Mais le problème est que ces opinions exprimées isolément ne représentent pas une masse critique à prendre en compte. Ainsi, 10.000 personnes regroupées ont plus d'impact qu’un million de personnes chacune dans leur coin. Question de visibilité, de décibels, mais aussi de la dynamique de groupe. Prises isolément et dans un contexte serein, les individus qui se sont rués à l'assaut du Palais d'Ambohitsorohitra, le 7 février 2009, auraient-ils pris la même decision ?
Comme l'a très justement fait remarquer le forumiste Rabila, il est regrettable qu'il n'y ait pas à Madagascar d'institut fiable de sondage qui puisse produire, suivant les règles de l'art, une photographie à un instant donné de l'opinion d’un échantillon scientifiquement constitué de Malgaches. Car sans cela, en dehors des élections, ce sera toujours celui qui aura la plus grande gueule, le portefeuille le mieux garni ainsi que les gros bras (en treillis ou non) les plus motives, qui monopolisera la parole.
Jetons en outre un coup d'œil sur la composition d'origine de la Haute autorité de transition (HAT) de mars 2009. En dehors de Andry Rajoelina qui avait été élu maire de la capitale de façon indiscutable et face au candidat d'Etat, qui peut dire quelle est l'envergure populaire et électorale d'un Daniel Ramaromisa, d’un Harinaivo Rasamoelina, d’un Désiré Ramakavelo ou d’un Alain Ramaroson ? Tous ces chefs de groupuscules s'agitent et fanfaronnent dans les hautes sphères de l'Etat, mais sans aucune légitimité populaire. Et même Monja Roindefo qui, lors des dernières présidentielles, avait obtenu 21 voix dans tout Madagascar, était à sa nomination, le 7 février 2009, loin d'être un ténor de la vie politique sur le plan statistique.
Andry Rajoelina a donc le tort d'écouter et de se faire entourer de personnalités sans base populaire prouvée, à l'exception sans doute de Roland Ratsiraka et Jean Lahiniriko. Mais la plupart des autres qui entourent le président de la HAT ne peut en aucun se prétendre comme porte-parole de la majorité silencieuse, ou même de ses composantes significatives. Par conséquent, nous avons eu un coup d'Etat mené par quelques dizaines de milliers de personnes sur une place publique, qui a installé au pouvoir des personnes dont la plupart n'ont aucune assise populaire. Comment alors s'étonner du pourrissement actuel de la situation, et de la fracture grandissante entre le pouvoir hâtif et le peuple malgache, alors que le premier prétend répondre aux aspirations du second ?

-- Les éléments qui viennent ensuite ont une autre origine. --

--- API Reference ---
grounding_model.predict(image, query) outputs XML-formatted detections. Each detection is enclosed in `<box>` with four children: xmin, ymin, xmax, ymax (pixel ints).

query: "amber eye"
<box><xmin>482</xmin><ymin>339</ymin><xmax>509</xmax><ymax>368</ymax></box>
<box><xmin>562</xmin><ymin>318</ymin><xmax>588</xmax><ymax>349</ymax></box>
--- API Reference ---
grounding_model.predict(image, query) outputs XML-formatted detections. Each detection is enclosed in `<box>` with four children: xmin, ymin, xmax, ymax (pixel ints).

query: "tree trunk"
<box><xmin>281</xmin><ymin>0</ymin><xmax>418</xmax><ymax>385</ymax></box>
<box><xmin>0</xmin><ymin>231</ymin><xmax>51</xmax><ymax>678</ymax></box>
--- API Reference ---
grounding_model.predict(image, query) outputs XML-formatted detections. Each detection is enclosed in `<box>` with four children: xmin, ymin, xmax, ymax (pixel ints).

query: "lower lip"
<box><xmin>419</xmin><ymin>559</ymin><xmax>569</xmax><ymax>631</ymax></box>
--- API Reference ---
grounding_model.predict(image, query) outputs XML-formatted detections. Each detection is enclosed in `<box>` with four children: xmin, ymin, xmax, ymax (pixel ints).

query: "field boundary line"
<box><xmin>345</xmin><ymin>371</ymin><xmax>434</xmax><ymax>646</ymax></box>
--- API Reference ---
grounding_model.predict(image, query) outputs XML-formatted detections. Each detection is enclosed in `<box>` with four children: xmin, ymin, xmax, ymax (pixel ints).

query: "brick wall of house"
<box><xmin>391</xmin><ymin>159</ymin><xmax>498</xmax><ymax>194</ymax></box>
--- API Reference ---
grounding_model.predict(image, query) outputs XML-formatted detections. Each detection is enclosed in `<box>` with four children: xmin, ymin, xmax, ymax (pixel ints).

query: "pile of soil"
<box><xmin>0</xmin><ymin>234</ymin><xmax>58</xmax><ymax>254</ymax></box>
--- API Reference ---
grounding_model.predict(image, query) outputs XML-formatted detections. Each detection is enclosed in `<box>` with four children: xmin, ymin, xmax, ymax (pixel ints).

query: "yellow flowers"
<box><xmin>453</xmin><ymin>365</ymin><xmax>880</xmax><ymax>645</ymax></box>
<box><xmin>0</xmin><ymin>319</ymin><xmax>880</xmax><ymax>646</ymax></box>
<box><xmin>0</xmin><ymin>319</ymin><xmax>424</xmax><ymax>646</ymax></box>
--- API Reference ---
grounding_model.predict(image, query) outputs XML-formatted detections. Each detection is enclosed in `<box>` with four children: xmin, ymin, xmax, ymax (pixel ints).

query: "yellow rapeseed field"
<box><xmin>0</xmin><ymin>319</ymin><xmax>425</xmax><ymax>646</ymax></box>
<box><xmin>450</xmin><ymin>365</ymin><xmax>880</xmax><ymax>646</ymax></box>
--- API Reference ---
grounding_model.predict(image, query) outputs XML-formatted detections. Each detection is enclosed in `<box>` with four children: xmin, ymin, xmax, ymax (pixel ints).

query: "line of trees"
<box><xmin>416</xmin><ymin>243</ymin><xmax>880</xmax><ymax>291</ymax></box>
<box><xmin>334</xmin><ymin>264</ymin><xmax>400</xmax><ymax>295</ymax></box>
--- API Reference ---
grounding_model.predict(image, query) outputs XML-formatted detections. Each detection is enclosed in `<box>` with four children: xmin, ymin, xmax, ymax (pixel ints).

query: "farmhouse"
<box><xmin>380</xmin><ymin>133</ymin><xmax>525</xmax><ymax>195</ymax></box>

En attendant, ce qui a causé la chute de Philibert Tsiranana en 1972, de Didier Ratsiraka en 1991 et 2001/2002, ainsi que de Marc Ravalomanana en 2009 va se répéter inexorablement : à force de n'écouter que les quelques voix qui lui disent des choses plaisantes à entendre, le locataire actuel d'Ambohitsorohitra se coupe de plus en plus de la réalité, et se place sous une cloche de verre aseptisée dans laquelle tout le monde il est beau, tout le monde il est content. Cette cloche de verre est bâtie sur mesure par le premier cercle de courtisans, qui veulent garder un contrôle exclusif sur l'apprenti de service. Jusqu'au jour où la réalité lui rappellera que la majorité silencieuse n'est pas forcément inexistante.